The greatest reasons for the unchecked expansion of the epidemic are the near-absence in the region of clinical lab capacity, healthcare structures and trained healthcare workers. There has also been a lack of affordable fieldable ultrasensitive diagnostic tools, therapeutic drugs and vaccines used to detect, treat and prevent further spread. Combined, these shortfalls have given EBOV the increased space and time it needed for wider dissemination. 

 

It is pivotal to point out that, because of the increases in case numbers, there is the growing potential for pre-symptomatic EBOV-positive individuals to infect healthy contacts. Today, Ebola involves more than 2300 deaths and more than 4000 reported EBOV-positive patients. There are probably far more because the current diagnostic techniques generate false negatives, and because the vast majority of cases and deaths in the rural areas are never tested or reported. Ebola is progressing from an outbreak to an epidemic, and is teetering on the verge of becoming a pandemic; it threatens 10s of millions of people in West Africa, and, because of air and boat travel, all other regions of the World as well.

 

Thus, in addition to symptomatic patients that are easily diagnosed and isolated in most cases, as yet undiagnosed cases may be seriously contributing to the present Ebola outbreak, including:

- a/pre-symptomatic and /or early phase Ebola-infected patients

- symptomatic patients with EBOV-negative diagnostics

- natural (self-cured) convalescents

- potential for convalescents to donate their blood or sera for therapeutic antisera treatments of 

 

Ebola patients, which should be clear of infectious viral particles (following the fast-track procedures recommended by WHO).

 

Current diagnostic procedures have difficulty detecting most of these critical cases, potentially generating false-negative EBOV diagnostic results.
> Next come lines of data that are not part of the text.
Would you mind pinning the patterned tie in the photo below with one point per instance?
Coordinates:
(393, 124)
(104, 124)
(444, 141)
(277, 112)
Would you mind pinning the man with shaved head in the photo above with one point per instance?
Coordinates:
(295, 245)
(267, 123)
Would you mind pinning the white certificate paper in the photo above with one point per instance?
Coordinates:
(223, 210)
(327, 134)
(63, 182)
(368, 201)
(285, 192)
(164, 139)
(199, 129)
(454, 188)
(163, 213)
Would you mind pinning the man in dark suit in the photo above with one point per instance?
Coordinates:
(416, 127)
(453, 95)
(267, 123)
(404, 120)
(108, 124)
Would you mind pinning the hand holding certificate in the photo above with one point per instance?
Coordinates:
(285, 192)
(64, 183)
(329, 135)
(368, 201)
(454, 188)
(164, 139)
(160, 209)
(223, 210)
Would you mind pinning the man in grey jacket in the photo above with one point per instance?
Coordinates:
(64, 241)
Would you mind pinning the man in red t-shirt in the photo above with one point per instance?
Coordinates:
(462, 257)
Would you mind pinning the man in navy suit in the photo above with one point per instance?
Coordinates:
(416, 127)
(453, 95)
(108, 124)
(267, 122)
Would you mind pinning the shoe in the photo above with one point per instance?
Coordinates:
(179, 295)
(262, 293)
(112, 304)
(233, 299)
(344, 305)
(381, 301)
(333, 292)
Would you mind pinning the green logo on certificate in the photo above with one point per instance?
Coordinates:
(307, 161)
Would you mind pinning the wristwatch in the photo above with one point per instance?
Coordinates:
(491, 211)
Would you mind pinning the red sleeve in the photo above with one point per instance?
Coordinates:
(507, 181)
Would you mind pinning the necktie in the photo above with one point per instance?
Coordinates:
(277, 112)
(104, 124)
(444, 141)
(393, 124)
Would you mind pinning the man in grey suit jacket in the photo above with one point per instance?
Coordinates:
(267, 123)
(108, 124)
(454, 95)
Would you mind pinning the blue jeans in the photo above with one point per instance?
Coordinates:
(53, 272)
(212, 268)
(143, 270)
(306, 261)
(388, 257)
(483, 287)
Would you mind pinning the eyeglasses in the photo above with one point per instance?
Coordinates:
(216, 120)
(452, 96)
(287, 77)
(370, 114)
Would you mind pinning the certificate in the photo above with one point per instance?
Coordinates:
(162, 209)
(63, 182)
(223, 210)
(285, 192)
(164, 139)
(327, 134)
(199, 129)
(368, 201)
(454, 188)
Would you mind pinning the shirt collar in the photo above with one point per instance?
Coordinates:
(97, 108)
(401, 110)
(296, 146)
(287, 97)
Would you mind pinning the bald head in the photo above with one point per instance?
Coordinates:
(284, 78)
This could lead to wrong and dramatic decisions from health authorities. For example, it might let carriers go out of isolation areas and potentially spread the virus.

 

Together, ApoH-Technologies (ApoH-T) and the Comparative Molecular Immuno-Physiopathology lab (LIPMC) from the French Institute of Research for Development (IRD) in Montpellier, aim to reduce drastically the Ebola outbreak. They will address the problem by using their technology to permit isolating, at the very earliest stages of the infection, those Ebola contacts who are presenting what would otherwise be undetected (false-negative diagnosis with the current applied tests) and/or subclinical or pre-clinical infections. Such promising advances would help healthcare authorities make appropriate decisions and countermeasures.

 

Our original technology, based upon the high-affinity capture of pathogens by the acute phase serum protein Apolipoprotein-H (Beta2-glycoprotein1), is a unique reagent allowing non-specific concentration of blood and body fluid pathogens for ultra-sensitive, and thus very early, pathogen detection and diagnostics in people exhibiting otherwise difficult to detect viral loads. 

 

We have a diverse and long-standing expertise in drastically reducing false negative diagnoses observed in different clinical cases of infectious pathologies, including the cardiopulmonary Hantavirus infection, Dengue, HCV, HBV, Norovirus, etc., as well as bacterial infections, such as sepsis (Staphylococcus aureus).

 

A consortium of the European USDEP project, promoted by ApoH-T and the LIMPC, have collaborated with S. Becker’s BSL4 Lab at the Phillips University in Marburg, Germany to show a 100-fold enhanced sensitivity to detect infectious Ebola virus like-particles (iEBOV-VLPs), when they were spiked in either human plasma or serum. They achieved similar results for Marburg VLPs. This study was presented at the 19th German Congress of Virology (see the poster).